In theory, the PCIe Gen 5 specification allows up to 16GB/s assuming a quad-lane interface; some Gen 5 drives with the E26 controller only reach 10GB/s, including the Seagate FireCuda 540. Aside from firmware optimizations, the speed difference is primarily due to the specifications of the NAND flash used in the drive.

Early Gen 5 drives used 1600 MT/s flash chips and had a performance ceiling of around 10 GB/s. 2000 MT/s NAND has since improved this to 12 GB/s or thereabouts. Now, Sabrent (via Anandtech) is the first to deploy 2400 MT/sec NAND and may achieve 14GB/sec.

Of course, one could argue that it is not peak sequential throughput that is more important, but random access. Again, Rocket 5 is quite impressive, achieving 1.4 million IOPS in both directions.

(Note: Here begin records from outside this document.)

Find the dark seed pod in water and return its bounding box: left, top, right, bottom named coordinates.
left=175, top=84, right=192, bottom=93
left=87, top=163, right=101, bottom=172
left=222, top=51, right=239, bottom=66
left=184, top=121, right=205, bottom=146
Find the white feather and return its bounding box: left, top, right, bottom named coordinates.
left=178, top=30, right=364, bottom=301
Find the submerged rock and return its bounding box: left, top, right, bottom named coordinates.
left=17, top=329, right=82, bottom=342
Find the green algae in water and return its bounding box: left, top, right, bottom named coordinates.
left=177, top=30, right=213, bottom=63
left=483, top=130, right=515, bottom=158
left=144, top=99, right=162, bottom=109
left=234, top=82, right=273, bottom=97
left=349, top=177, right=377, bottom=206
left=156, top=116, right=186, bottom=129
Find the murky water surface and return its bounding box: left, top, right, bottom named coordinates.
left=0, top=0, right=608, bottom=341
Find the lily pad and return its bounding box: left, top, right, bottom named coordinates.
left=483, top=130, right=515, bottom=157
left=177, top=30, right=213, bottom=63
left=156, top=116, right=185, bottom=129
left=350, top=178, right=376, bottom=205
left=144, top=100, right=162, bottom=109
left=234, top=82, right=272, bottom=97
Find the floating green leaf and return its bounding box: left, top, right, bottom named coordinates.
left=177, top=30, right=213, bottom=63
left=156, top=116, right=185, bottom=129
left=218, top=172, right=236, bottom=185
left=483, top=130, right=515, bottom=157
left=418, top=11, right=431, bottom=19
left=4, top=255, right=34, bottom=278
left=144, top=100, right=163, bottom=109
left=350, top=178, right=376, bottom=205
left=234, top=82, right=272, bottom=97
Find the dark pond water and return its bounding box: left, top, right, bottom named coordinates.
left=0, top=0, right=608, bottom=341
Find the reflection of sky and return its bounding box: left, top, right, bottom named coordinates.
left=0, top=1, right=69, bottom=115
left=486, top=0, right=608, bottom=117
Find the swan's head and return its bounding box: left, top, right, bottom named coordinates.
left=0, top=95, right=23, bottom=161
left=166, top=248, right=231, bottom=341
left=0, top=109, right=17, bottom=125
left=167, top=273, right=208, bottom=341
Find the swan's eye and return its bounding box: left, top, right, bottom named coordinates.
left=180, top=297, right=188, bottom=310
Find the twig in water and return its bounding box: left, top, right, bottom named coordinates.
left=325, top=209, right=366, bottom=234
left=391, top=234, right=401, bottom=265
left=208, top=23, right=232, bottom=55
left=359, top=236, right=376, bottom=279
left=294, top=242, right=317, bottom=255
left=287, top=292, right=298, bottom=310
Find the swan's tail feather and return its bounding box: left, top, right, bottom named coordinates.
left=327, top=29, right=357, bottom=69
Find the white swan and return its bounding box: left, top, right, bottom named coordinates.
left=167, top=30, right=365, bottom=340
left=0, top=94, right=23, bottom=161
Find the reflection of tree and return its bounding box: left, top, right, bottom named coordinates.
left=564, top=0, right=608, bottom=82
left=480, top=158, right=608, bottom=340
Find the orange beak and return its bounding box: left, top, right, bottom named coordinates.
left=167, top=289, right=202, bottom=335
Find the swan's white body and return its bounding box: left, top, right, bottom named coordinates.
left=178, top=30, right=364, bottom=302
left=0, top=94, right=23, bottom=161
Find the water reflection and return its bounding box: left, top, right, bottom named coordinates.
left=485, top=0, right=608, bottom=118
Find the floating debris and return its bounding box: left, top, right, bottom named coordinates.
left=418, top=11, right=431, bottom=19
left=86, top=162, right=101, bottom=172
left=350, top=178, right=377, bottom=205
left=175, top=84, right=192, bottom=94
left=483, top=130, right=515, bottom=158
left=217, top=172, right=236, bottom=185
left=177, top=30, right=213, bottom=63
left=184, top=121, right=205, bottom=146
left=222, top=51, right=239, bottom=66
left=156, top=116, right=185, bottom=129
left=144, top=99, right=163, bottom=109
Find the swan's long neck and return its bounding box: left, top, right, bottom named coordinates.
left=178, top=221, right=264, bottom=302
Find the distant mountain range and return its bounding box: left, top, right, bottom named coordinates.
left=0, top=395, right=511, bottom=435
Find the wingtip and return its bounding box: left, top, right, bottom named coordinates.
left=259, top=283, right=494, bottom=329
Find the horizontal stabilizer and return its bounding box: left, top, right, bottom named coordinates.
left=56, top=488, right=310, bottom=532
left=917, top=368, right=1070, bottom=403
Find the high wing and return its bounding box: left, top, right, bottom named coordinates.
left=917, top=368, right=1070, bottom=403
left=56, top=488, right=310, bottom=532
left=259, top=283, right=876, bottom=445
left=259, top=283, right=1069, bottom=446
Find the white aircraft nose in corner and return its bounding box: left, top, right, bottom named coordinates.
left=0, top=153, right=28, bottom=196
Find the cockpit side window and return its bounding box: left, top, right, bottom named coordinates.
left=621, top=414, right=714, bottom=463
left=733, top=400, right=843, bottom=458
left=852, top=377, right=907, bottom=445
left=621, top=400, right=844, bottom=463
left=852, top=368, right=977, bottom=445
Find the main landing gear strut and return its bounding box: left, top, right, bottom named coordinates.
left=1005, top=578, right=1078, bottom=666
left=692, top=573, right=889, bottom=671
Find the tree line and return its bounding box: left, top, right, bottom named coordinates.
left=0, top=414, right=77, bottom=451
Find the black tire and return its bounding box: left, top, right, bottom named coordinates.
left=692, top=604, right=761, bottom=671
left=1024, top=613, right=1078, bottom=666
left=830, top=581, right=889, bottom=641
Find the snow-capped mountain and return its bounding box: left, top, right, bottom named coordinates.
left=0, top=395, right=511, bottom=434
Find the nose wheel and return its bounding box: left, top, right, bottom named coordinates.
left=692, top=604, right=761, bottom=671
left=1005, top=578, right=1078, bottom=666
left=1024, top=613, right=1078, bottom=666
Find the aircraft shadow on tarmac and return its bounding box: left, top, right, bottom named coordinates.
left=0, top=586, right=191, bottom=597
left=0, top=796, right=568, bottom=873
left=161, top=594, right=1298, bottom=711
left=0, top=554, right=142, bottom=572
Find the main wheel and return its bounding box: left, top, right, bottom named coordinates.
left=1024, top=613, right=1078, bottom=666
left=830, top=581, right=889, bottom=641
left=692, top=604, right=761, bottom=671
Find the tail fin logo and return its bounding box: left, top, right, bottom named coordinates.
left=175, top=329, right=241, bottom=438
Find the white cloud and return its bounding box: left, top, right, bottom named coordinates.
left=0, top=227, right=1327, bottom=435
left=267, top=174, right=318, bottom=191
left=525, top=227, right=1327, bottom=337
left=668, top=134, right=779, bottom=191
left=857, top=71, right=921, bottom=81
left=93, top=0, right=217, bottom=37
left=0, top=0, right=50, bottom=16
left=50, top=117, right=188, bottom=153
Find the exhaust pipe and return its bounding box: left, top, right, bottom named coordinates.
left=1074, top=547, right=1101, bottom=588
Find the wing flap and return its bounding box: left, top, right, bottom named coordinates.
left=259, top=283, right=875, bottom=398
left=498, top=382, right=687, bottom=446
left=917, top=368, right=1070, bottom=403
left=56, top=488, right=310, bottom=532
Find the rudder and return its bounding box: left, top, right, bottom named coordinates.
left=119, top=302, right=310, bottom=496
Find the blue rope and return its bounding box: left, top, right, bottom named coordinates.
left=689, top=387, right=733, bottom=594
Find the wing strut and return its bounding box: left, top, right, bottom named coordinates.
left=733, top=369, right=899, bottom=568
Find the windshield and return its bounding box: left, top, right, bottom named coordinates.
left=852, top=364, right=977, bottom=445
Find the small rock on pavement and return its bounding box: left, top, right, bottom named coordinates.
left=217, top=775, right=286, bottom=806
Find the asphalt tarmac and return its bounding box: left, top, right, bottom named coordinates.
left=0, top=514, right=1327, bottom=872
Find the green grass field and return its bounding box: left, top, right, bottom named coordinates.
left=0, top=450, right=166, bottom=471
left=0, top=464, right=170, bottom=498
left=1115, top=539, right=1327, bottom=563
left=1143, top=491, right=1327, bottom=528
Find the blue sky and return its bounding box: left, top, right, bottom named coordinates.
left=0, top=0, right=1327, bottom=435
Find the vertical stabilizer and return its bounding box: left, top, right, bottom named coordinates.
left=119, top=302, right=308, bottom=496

In fact, according to CrystalDiskMark figures published by Sabrent, it reaches just over 100 MB/sec for 4K reads and 500 MB/sec for 4K writes.

In systems without a cooling slave bundled with the M.2 slot, the idea that Rocket 5 does not require fairly intensive cooling is somewhat undermined, as Sabrent bundles a fairly large active cooler with the drive anyway.

In any case, the Rocket 5 should be available fairly soon, although pricing has not yet been announced. Hopefully we'll be able to get one for testing soon, with oven gloves at the ready, just in case.